DesignTool für RFID- und NFC-Anwendungen »Intelligente« Etiketten entwickeln

»Intelligente« Etiketten gelten nicht nur in der Lagerhaltung, sondern auch zunehmend im Konsumbereich und bei den öffentlichen Verkehrsmitteln als Wachstumsmarkt. Nun gibt es eine Designplattform für die zugrundeliegenden Technologien RFID (Radio Frequency IDentification) und NFC (Near Field Communication).
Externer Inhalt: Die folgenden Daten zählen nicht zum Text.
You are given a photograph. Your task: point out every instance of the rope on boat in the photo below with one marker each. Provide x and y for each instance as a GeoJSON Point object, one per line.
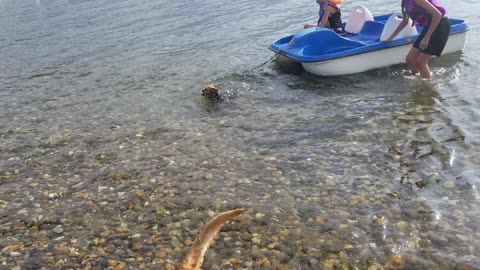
{"type": "Point", "coordinates": [245, 72]}
{"type": "Point", "coordinates": [263, 64]}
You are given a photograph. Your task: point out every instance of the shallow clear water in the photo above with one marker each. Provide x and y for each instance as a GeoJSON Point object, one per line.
{"type": "Point", "coordinates": [109, 152]}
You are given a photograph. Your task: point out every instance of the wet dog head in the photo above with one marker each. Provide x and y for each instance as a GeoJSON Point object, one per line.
{"type": "Point", "coordinates": [210, 91]}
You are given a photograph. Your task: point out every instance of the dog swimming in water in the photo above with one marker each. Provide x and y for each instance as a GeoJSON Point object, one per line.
{"type": "Point", "coordinates": [194, 258]}
{"type": "Point", "coordinates": [210, 91]}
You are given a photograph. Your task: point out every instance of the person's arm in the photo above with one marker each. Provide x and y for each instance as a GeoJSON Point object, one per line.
{"type": "Point", "coordinates": [399, 28]}
{"type": "Point", "coordinates": [328, 10]}
{"type": "Point", "coordinates": [436, 17]}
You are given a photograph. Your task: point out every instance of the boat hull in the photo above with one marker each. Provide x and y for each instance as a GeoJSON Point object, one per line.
{"type": "Point", "coordinates": [324, 52]}
{"type": "Point", "coordinates": [375, 59]}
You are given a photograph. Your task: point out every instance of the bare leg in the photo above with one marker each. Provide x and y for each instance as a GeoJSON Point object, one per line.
{"type": "Point", "coordinates": [422, 64]}
{"type": "Point", "coordinates": [411, 59]}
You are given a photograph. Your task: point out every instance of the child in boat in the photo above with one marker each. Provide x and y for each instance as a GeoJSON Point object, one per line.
{"type": "Point", "coordinates": [329, 15]}
{"type": "Point", "coordinates": [432, 40]}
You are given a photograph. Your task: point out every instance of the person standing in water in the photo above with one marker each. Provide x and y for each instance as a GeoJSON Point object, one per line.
{"type": "Point", "coordinates": [431, 42]}
{"type": "Point", "coordinates": [329, 15]}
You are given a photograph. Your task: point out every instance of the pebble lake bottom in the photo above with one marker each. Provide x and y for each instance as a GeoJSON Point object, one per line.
{"type": "Point", "coordinates": [111, 158]}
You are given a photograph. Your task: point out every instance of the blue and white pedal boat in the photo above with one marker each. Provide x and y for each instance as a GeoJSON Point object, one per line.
{"type": "Point", "coordinates": [324, 52]}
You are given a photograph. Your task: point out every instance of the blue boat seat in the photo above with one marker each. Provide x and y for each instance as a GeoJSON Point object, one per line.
{"type": "Point", "coordinates": [324, 41]}
{"type": "Point", "coordinates": [371, 31]}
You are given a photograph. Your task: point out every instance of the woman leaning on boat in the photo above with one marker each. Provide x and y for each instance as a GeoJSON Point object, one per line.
{"type": "Point", "coordinates": [329, 15]}
{"type": "Point", "coordinates": [432, 40]}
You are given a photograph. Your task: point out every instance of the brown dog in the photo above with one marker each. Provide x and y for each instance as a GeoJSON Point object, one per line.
{"type": "Point", "coordinates": [211, 91]}
{"type": "Point", "coordinates": [194, 258]}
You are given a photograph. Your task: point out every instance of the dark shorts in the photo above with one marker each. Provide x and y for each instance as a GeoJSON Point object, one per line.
{"type": "Point", "coordinates": [438, 40]}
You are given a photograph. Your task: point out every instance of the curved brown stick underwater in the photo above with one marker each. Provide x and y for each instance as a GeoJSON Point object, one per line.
{"type": "Point", "coordinates": [194, 258]}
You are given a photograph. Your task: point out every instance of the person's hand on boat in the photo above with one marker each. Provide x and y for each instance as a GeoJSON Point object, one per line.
{"type": "Point", "coordinates": [424, 43]}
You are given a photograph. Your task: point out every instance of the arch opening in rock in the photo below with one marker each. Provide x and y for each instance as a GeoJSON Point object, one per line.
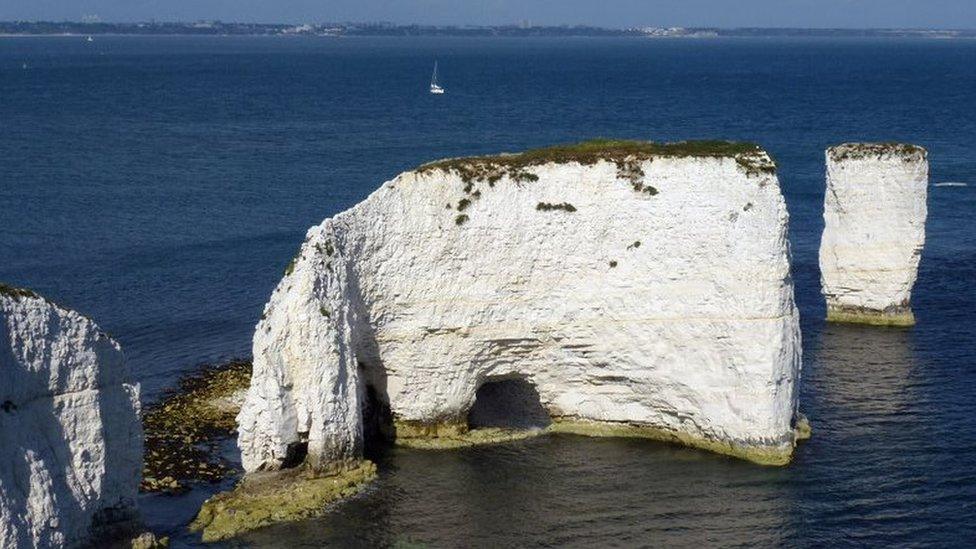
{"type": "Point", "coordinates": [377, 422]}
{"type": "Point", "coordinates": [510, 403]}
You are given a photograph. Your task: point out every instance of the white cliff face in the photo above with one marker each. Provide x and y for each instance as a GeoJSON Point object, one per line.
{"type": "Point", "coordinates": [874, 231]}
{"type": "Point", "coordinates": [672, 310]}
{"type": "Point", "coordinates": [70, 437]}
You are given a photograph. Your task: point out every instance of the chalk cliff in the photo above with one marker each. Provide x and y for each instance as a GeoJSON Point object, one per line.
{"type": "Point", "coordinates": [70, 438]}
{"type": "Point", "coordinates": [874, 231]}
{"type": "Point", "coordinates": [628, 288]}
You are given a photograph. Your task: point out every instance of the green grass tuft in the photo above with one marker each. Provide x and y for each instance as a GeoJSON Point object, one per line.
{"type": "Point", "coordinates": [547, 207]}
{"type": "Point", "coordinates": [627, 155]}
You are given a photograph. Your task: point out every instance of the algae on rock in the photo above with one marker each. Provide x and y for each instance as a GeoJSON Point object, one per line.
{"type": "Point", "coordinates": [263, 499]}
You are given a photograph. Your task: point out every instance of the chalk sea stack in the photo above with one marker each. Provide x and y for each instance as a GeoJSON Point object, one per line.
{"type": "Point", "coordinates": [608, 288]}
{"type": "Point", "coordinates": [70, 437]}
{"type": "Point", "coordinates": [874, 231]}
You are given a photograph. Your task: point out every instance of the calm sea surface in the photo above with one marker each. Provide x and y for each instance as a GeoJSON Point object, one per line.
{"type": "Point", "coordinates": [160, 185]}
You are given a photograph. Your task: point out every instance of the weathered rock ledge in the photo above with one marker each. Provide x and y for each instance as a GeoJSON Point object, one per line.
{"type": "Point", "coordinates": [262, 499]}
{"type": "Point", "coordinates": [185, 428]}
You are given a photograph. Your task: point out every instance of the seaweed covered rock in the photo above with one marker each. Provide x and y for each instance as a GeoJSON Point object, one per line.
{"type": "Point", "coordinates": [70, 438]}
{"type": "Point", "coordinates": [623, 288]}
{"type": "Point", "coordinates": [874, 231]}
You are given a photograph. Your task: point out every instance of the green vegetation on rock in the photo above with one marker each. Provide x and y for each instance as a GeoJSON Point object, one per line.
{"type": "Point", "coordinates": [184, 429]}
{"type": "Point", "coordinates": [453, 434]}
{"type": "Point", "coordinates": [547, 207]}
{"type": "Point", "coordinates": [856, 151]}
{"type": "Point", "coordinates": [756, 454]}
{"type": "Point", "coordinates": [625, 153]}
{"type": "Point", "coordinates": [263, 499]}
{"type": "Point", "coordinates": [16, 293]}
{"type": "Point", "coordinates": [902, 317]}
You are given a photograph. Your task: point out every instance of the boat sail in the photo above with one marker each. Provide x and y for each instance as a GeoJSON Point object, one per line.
{"type": "Point", "coordinates": [435, 88]}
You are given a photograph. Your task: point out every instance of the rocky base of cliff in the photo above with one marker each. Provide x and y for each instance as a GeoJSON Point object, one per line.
{"type": "Point", "coordinates": [449, 435]}
{"type": "Point", "coordinates": [900, 316]}
{"type": "Point", "coordinates": [185, 429]}
{"type": "Point", "coordinates": [263, 499]}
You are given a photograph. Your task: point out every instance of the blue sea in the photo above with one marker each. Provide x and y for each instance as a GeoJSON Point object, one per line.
{"type": "Point", "coordinates": [161, 184]}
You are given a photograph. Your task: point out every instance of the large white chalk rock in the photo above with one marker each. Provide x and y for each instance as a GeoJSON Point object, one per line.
{"type": "Point", "coordinates": [70, 437]}
{"type": "Point", "coordinates": [632, 284]}
{"type": "Point", "coordinates": [874, 231]}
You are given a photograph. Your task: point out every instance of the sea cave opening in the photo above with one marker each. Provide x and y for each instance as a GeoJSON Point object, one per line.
{"type": "Point", "coordinates": [378, 429]}
{"type": "Point", "coordinates": [510, 403]}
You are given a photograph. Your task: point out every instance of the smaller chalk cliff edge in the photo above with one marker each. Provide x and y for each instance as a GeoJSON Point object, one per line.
{"type": "Point", "coordinates": [874, 231]}
{"type": "Point", "coordinates": [626, 288]}
{"type": "Point", "coordinates": [70, 437]}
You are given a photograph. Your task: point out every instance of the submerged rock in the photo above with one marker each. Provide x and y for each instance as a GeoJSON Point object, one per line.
{"type": "Point", "coordinates": [874, 231]}
{"type": "Point", "coordinates": [640, 289]}
{"type": "Point", "coordinates": [70, 439]}
{"type": "Point", "coordinates": [267, 498]}
{"type": "Point", "coordinates": [185, 429]}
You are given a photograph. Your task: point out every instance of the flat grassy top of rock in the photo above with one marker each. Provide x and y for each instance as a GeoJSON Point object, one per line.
{"type": "Point", "coordinates": [856, 151]}
{"type": "Point", "coordinates": [15, 292]}
{"type": "Point", "coordinates": [624, 153]}
{"type": "Point", "coordinates": [183, 430]}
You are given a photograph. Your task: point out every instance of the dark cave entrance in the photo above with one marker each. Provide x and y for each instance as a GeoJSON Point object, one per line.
{"type": "Point", "coordinates": [378, 430]}
{"type": "Point", "coordinates": [511, 403]}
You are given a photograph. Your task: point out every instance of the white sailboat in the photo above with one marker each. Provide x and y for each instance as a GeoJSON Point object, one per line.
{"type": "Point", "coordinates": [435, 88]}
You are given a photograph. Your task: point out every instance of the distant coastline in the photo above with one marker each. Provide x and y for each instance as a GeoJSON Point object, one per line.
{"type": "Point", "coordinates": [217, 28]}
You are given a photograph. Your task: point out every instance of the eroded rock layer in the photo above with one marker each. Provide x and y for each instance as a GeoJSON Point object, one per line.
{"type": "Point", "coordinates": [637, 288]}
{"type": "Point", "coordinates": [70, 438]}
{"type": "Point", "coordinates": [874, 231]}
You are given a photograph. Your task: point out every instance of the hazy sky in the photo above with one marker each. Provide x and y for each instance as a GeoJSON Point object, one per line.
{"type": "Point", "coordinates": [609, 13]}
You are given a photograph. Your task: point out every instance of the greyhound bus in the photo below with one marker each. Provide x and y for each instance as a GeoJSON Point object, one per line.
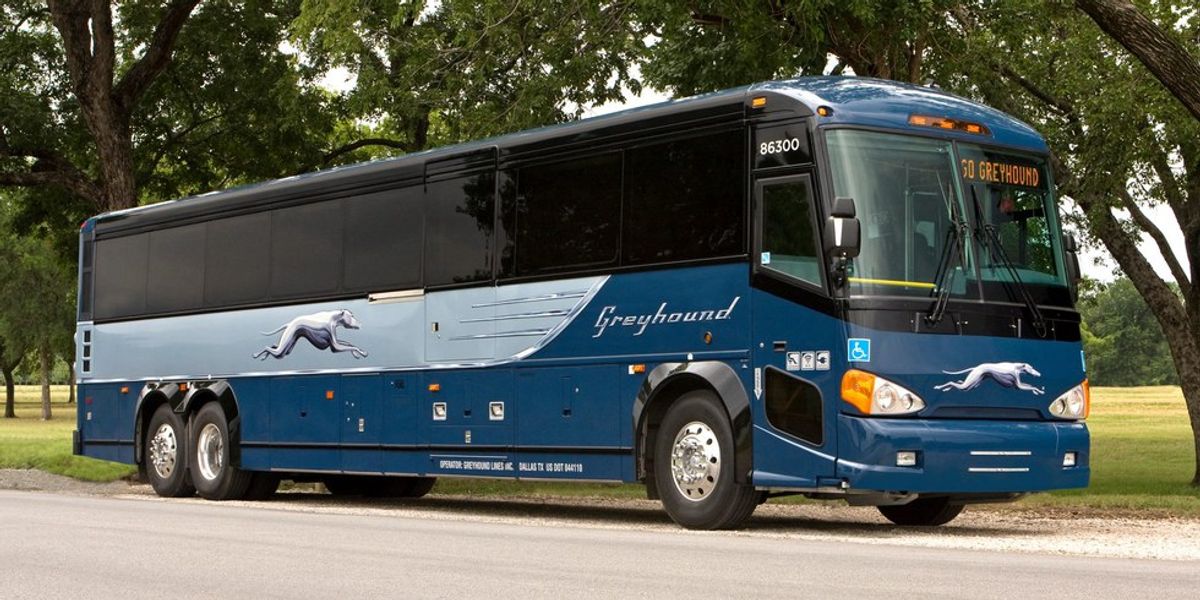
{"type": "Point", "coordinates": [844, 288]}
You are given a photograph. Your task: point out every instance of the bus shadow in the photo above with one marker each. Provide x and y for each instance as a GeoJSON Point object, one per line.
{"type": "Point", "coordinates": [778, 520]}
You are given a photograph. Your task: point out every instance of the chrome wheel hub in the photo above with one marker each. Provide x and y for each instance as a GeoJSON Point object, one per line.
{"type": "Point", "coordinates": [163, 450]}
{"type": "Point", "coordinates": [210, 451]}
{"type": "Point", "coordinates": [696, 461]}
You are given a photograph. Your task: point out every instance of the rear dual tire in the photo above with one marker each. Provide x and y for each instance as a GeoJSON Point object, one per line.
{"type": "Point", "coordinates": [214, 474]}
{"type": "Point", "coordinates": [166, 453]}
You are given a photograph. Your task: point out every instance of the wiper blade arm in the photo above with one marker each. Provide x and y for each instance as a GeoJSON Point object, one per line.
{"type": "Point", "coordinates": [991, 240]}
{"type": "Point", "coordinates": [952, 257]}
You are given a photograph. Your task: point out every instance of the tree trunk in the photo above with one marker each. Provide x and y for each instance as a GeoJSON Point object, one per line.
{"type": "Point", "coordinates": [70, 382]}
{"type": "Point", "coordinates": [10, 393]}
{"type": "Point", "coordinates": [46, 361]}
{"type": "Point", "coordinates": [1163, 55]}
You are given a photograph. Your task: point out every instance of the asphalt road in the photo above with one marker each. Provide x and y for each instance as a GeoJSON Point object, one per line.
{"type": "Point", "coordinates": [77, 546]}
Mit der Designplattform »Seriz« möchte Silica Entwicklern von RFID- (Radio Frequency IDentification) und NFC-Applikationen (Near Field Communication) alles Nötige an die Hand geben, um basierend auf Bausteinen des Herstellers NXP komplette Systeme zu entwickeln. Seriz ist ab sofort zu einem Preis von 270 Euro erhältlich. Für die Software-Entwicklung eignet sich die kostenfreie integrierte Entwicklungsumgebung »LPCXpresso« von NXP, die alle benötigten Funktionen für einen kompletten Designzyklus bietet, von der ersten Evaluierung bis zur Serienreife. Das Kit basiert auf NXPs »Cortex-M3«-Mikrocontroller »LPC1766« mit einer Taktfrequenz von bis zu 100 MHz und einem integrierten, 256 KByte großen Hochgeschwindigkeits-Flash sowie 64 KByte RAM. Es wird mit einem Display und Ports für Ethernet, USB-Host, USB-Device und JTAG-Debugging/Programming ausgeliefert.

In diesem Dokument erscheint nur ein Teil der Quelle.